By The Maritime Executive 2017-09-26 19:37:43

North Korea released a video over the weekend depicting missile attacks on U.S. aircraft and warships, including the USS Carl Vinson. It is not the only missile threat that U.S. President Donald Trump is dealing with at present, as video footage of an Iranian missile launch is also now making world headlines.

On Sunday, two U.S. Air Force B-1B Lancer bombers flew off the coast of North Korea. They flew further north of the Demilitarised Zone that divides the Korean Peninsula than any U.S. military aircraft in the 21st century, according to the Pentagon.

The North Korean video footage, released shortly afterwards, shows USS Carl Vinson engulfed in flames after the missile strike, with subtitles stating, “Should F-35, B-1B or the Carl Vinson lead the U.S. attack, they will head to the grave in that order.”

North Korea is facing increasingly stringent sanctions for its nuclear weapon and missile development program, and its video describes Trump as a “mad man.” Trump had referred to North Korean leader Kim Jong-un as the “Little Rocket Man.” 

North Korea's foreign minister has claimed that Trump declared war via Twitter. Ri Yong-ho said: “The whole world should clearly remember it was the U.S. who first declared war on our country.” He refers to one of Trump's tweets on Sunday that warned that the regime’s leaders “won’t be around much longer.”

In his U.N. General Assembly address Trump warned that if the U.S. and its allies were attacked, he would “totally destroy” North Korea. However, the U.S. has denied any suggestion it has declared war on North Korea. Spokesperson Katina Adams, said: “We continue to seek a peaceful denuclearization of the Korean peninsula. No nation has the right to fire on other nations’ aircraft or ships in international airspace or waters.”

Meanwhile, on Saturday, Iran claimed to have tested a new medium-range missile capable of reaching Israel. The move came several days after Trump's maiden speech to the U.N. General Assembly where he called Iran a “reckless regime” that “speaks openly of mass murder, vowing death to America, destruction to Israel and ruin for many leaders and nations.”

U.S. officials have now reportedly said that Iran’s missile test was a fake and that the video of the launch was old footage. Like North Korea, Iran is also subject to sanctions for its nuclear development program. The video was released after Trump said that the Iran nuclear agreement reached by his predecessor was an “embarrassment.” 

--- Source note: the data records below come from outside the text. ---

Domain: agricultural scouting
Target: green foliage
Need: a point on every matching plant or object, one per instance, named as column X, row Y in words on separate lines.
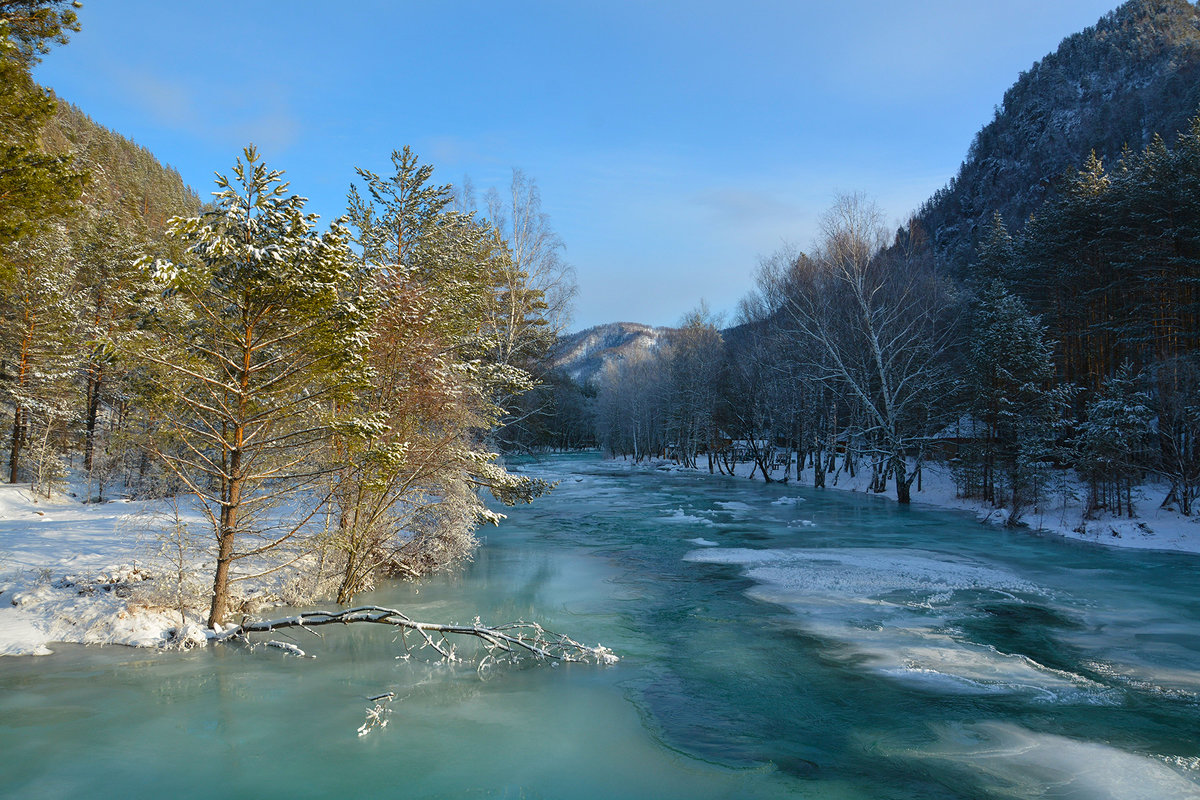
column 34, row 25
column 259, row 342
column 36, row 186
column 1113, row 445
column 1109, row 86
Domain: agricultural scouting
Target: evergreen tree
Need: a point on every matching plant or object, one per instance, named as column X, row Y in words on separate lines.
column 258, row 338
column 1113, row 443
column 1009, row 379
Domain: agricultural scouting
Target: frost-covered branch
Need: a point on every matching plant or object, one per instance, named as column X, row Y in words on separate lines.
column 514, row 639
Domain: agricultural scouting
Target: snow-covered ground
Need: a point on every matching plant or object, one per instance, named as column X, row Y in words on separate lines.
column 106, row 573
column 1152, row 528
column 100, row 573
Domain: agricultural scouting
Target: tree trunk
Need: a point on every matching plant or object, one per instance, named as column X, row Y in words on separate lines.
column 17, row 434
column 95, row 376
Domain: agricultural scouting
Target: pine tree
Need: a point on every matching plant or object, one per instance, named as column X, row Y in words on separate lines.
column 1009, row 380
column 259, row 336
column 1113, row 443
column 406, row 497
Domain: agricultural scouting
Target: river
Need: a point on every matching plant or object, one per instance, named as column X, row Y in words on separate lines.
column 775, row 641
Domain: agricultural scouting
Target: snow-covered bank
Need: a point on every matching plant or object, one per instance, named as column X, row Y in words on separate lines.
column 1152, row 528
column 96, row 573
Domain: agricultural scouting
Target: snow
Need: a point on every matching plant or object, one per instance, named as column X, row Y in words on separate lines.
column 69, row 573
column 96, row 573
column 1152, row 528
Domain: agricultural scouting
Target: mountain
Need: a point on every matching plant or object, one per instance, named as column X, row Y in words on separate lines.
column 126, row 179
column 1133, row 74
column 583, row 355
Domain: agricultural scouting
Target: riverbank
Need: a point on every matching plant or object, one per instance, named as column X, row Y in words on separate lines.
column 1062, row 515
column 103, row 573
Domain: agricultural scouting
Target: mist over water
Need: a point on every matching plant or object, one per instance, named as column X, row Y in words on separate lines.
column 774, row 641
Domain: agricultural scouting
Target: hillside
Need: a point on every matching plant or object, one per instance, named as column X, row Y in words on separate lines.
column 126, row 179
column 1133, row 74
column 583, row 355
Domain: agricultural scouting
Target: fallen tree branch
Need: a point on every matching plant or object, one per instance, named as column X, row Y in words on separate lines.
column 511, row 638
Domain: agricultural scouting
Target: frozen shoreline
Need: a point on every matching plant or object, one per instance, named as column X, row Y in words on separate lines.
column 94, row 573
column 1152, row 528
column 99, row 573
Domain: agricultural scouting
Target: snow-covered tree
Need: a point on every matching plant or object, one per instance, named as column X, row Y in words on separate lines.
column 1009, row 379
column 1113, row 443
column 443, row 355
column 257, row 338
column 37, row 332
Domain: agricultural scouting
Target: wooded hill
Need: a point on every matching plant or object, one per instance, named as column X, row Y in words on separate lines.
column 1109, row 88
column 1039, row 312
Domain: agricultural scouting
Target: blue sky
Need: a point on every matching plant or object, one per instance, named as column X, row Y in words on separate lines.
column 675, row 143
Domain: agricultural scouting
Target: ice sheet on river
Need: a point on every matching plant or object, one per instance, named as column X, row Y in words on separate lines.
column 1012, row 762
column 897, row 611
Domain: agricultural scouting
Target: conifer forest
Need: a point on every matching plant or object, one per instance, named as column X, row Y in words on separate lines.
column 227, row 417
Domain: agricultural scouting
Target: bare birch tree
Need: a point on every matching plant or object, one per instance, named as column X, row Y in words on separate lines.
column 877, row 331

Trump has also tweeted that he believes Iran is working with North Korea.

Iran and North Korea have cooperated in the past. During the war between Iran and Iraq in the 1980s, Iran imported missiles from North Korea. However, spokesman for Iran's foreign ministry, Bahram Ghasemi, said that the suggestions that his country was working with North Korea on missile development were nonsense. Ghasemi said there were “no similarities nor resemblance” with Iran's actions and those of North Korea.

Iran has conducted over 20 ballistic missile tests since 2015. North Korea has conducted as many this year.